Thursday, February 26, 2015

Chicago - A Rant

     I hate Chicago.  I hate all things Chicago.  I hate the Bears, the Cubs, the Sox, the Hawks, and the Bulls.  I hate the food.  I hate the noise.  I hate the smells.  I hate the lakes.  I hate the architecture.  Chicago is a condensed metropolis with sprawling, disconnected suburbs.  The neighborhoods make little sense, and the people follow in suit, wandering from business to business with spectacular idiocy.  Chicagoans are the droll version of New Yorkers.  They offer none of the Midwestern pleasantries and possess all of the New York crass.  They’re bitter, angry, vengeful.  About what?  I haven’t the faintest clue.  Perhaps it’s the corrupt politicians.  Perhaps it’s the city’s ultra violence.  Perhaps the skyrocketing crime rates.  The CPD's ineptitude.  The bitter winters.  The short springs and even shorter summers.  Perhaps people are so calculatedly cold because they’ve been force-fed plates of marinated beef and cheese all their lives.  Mention a vegetable to a Chicagoan and you’re likely to go missing a tooth. 

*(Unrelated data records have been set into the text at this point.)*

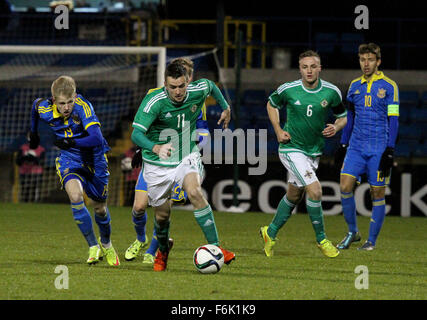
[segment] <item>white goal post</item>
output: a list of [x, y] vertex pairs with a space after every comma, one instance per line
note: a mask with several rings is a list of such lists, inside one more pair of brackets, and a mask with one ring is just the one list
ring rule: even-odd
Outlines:
[[0, 45], [1, 53], [16, 54], [157, 54], [157, 86], [164, 83], [166, 68], [165, 47], [119, 47], [119, 46], [12, 46]]

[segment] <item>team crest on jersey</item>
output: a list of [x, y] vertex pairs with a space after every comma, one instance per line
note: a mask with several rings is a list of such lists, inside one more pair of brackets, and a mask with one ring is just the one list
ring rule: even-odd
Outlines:
[[382, 98], [385, 97], [385, 93], [386, 93], [385, 89], [383, 89], [383, 88], [378, 89], [377, 97], [380, 98], [380, 99], [382, 99]]
[[193, 106], [191, 107], [191, 112], [196, 112], [197, 110], [197, 105], [193, 104]]
[[328, 106], [328, 101], [326, 101], [326, 99], [324, 99], [322, 102], [320, 102], [320, 105], [321, 105], [323, 108], [326, 108], [326, 107]]
[[78, 117], [76, 114], [73, 114], [73, 115], [71, 116], [71, 119], [73, 119], [73, 122], [74, 122], [75, 124], [80, 124], [80, 123], [81, 123], [81, 121], [80, 121], [79, 117]]

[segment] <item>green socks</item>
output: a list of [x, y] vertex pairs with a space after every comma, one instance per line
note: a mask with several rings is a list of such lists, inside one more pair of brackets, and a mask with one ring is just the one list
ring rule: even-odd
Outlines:
[[288, 221], [294, 208], [295, 204], [290, 202], [285, 194], [282, 200], [280, 200], [273, 221], [270, 223], [267, 229], [267, 234], [271, 239], [276, 239], [277, 233], [283, 227], [286, 221]]
[[316, 234], [316, 241], [320, 243], [323, 239], [326, 239], [322, 212], [322, 201], [311, 200], [307, 198], [306, 206], [311, 224]]
[[169, 226], [170, 221], [160, 225], [157, 223], [157, 220], [154, 219], [154, 230], [156, 231], [156, 238], [159, 243], [159, 250], [161, 252], [169, 251]]
[[218, 232], [216, 230], [215, 219], [212, 208], [207, 205], [205, 208], [194, 211], [194, 217], [209, 244], [219, 245]]

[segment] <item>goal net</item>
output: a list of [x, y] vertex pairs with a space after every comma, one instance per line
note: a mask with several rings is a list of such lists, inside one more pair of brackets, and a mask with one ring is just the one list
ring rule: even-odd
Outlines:
[[147, 90], [163, 85], [165, 65], [164, 47], [0, 46], [0, 154], [14, 154], [13, 187], [0, 188], [2, 200], [66, 199], [57, 192], [59, 149], [50, 128], [40, 123], [43, 149], [35, 153], [26, 147], [26, 136], [32, 102], [49, 98], [52, 81], [68, 75], [76, 80], [77, 93], [92, 103], [112, 147], [109, 201], [122, 202], [126, 178], [118, 155], [132, 146], [129, 124]]

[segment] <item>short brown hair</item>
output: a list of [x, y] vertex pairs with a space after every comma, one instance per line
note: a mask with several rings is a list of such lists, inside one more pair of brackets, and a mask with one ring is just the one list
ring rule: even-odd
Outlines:
[[168, 64], [165, 70], [165, 81], [168, 77], [173, 79], [178, 79], [179, 77], [184, 76], [187, 80], [189, 78], [187, 68], [179, 61], [172, 61]]
[[76, 93], [76, 82], [69, 76], [60, 76], [52, 83], [50, 91], [54, 98], [61, 95], [71, 97]]
[[381, 49], [380, 46], [375, 43], [363, 43], [359, 46], [359, 56], [365, 53], [375, 54], [377, 60], [381, 59]]
[[313, 50], [307, 50], [301, 53], [298, 57], [298, 61], [301, 61], [301, 59], [307, 58], [307, 57], [316, 57], [320, 61], [320, 56], [316, 51]]
[[180, 58], [175, 58], [171, 61], [171, 63], [180, 63], [182, 64], [184, 67], [186, 67], [188, 69], [188, 76], [191, 78], [191, 76], [193, 75], [193, 71], [194, 71], [194, 62], [189, 59], [189, 58], [185, 58], [185, 57], [180, 57]]

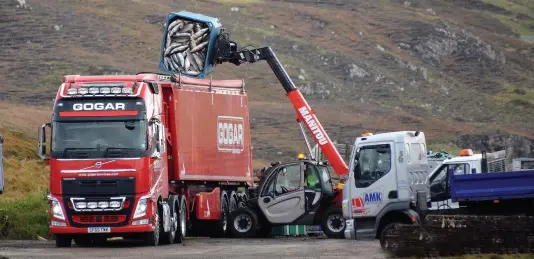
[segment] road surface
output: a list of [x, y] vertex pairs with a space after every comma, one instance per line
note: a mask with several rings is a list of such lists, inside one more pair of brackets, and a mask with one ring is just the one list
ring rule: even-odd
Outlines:
[[143, 247], [135, 242], [110, 241], [103, 247], [56, 248], [52, 241], [0, 240], [0, 258], [362, 258], [387, 255], [371, 241], [326, 238], [187, 239], [185, 245]]

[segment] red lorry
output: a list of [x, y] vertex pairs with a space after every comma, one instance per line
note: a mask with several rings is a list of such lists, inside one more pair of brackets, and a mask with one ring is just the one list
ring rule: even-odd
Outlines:
[[189, 227], [224, 236], [253, 185], [241, 80], [65, 76], [38, 135], [58, 247], [180, 243]]

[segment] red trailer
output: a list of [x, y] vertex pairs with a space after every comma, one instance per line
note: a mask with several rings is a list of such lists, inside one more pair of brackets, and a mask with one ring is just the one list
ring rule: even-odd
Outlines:
[[253, 185], [244, 90], [241, 80], [153, 73], [65, 76], [39, 129], [56, 245], [224, 236]]

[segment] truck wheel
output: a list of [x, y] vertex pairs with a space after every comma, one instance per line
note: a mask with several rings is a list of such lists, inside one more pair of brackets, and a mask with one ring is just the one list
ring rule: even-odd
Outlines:
[[385, 251], [390, 250], [393, 246], [395, 246], [394, 242], [392, 240], [386, 239], [386, 232], [389, 231], [392, 228], [395, 228], [396, 225], [399, 225], [398, 222], [391, 222], [388, 223], [384, 228], [382, 228], [382, 231], [380, 231], [380, 246]]
[[168, 199], [169, 204], [169, 217], [170, 217], [170, 229], [168, 233], [165, 233], [161, 239], [162, 244], [172, 244], [176, 238], [176, 230], [178, 229], [178, 202], [176, 201], [176, 196], [171, 195]]
[[56, 235], [56, 247], [70, 247], [72, 237], [66, 235]]
[[328, 238], [344, 238], [345, 237], [345, 219], [340, 208], [331, 208], [326, 213], [322, 222], [321, 228]]
[[184, 242], [184, 239], [187, 234], [187, 201], [185, 196], [180, 196], [180, 202], [176, 203], [178, 205], [178, 225], [176, 228], [176, 235], [174, 236], [174, 242], [181, 244]]
[[248, 207], [241, 207], [230, 217], [230, 231], [235, 237], [255, 237], [258, 231], [258, 216]]
[[228, 195], [226, 191], [221, 192], [221, 219], [218, 222], [217, 237], [226, 236], [226, 230], [228, 229]]
[[273, 232], [273, 226], [269, 223], [263, 223], [258, 232], [258, 237], [266, 238], [270, 237]]
[[156, 213], [154, 213], [154, 225], [156, 228], [153, 232], [146, 233], [145, 236], [145, 245], [147, 246], [158, 246], [159, 245], [159, 236], [163, 232], [163, 224], [161, 221], [161, 209], [159, 205], [156, 205]]
[[238, 199], [239, 199], [239, 198], [237, 197], [236, 192], [235, 192], [235, 191], [232, 191], [232, 192], [230, 193], [230, 199], [229, 199], [229, 200], [230, 200], [230, 206], [229, 206], [230, 209], [228, 210], [228, 212], [229, 212], [230, 214], [231, 214], [232, 212], [234, 212], [234, 210], [236, 210], [236, 209], [239, 207], [239, 205], [238, 205], [239, 200], [238, 200]]
[[77, 246], [88, 247], [93, 245], [93, 239], [88, 236], [80, 236], [74, 238], [74, 243]]

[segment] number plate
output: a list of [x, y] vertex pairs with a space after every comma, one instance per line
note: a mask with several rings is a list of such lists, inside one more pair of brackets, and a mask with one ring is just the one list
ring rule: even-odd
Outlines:
[[88, 233], [109, 233], [111, 232], [110, 227], [97, 227], [97, 228], [88, 228]]

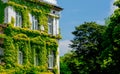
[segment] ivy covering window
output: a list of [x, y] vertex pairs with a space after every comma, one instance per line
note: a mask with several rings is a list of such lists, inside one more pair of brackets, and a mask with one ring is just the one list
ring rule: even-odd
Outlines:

    Chicago is as inexplicable as a city can get.  Best pizza in the world?  Hardly.  Since when is casserole considered pizza?  Where’s the best Italian beef?  Everybody has their own opinion, each one prouder and more arrogant than the last.  On one occasion, after a few too many, one bar patron claimed the best Italian beef was found at a little establishment called “Bruce’s Mighty Wings.”  It took everything in my power not to cut out his tongue and use it as currency to pay my tab.  In Chicago, subjectivity is considered fact and objectivity is considered weakness.
     I spent a year in Chicago and never once did I stop feeling like a tourist.  When I moved there I was overwhelmed by the strength of my wistful dreams, but tortured by the never ending sea of its disappointments.  I had convinced myself Chicago was the answer, a mecca to cleanse my rotten heart; a heart, unbeknownst to me, that had been sentenced to death and Chicago was its executioner.  I say to hell with the Man and to hell with Chicago!  To hell with those discombobulating city streets!  To hell with those faceless strangers eating their Italian beefs and thirty dollar casserole pizzas!  To hell with it all!
    The second city was--and continues to be--a hellish reminder of a life I had no business living.  Maybe I don’t hate Chicago.  Maybe Chicago hates me.  Either way, save yourself the headache and change course for Milwaukee.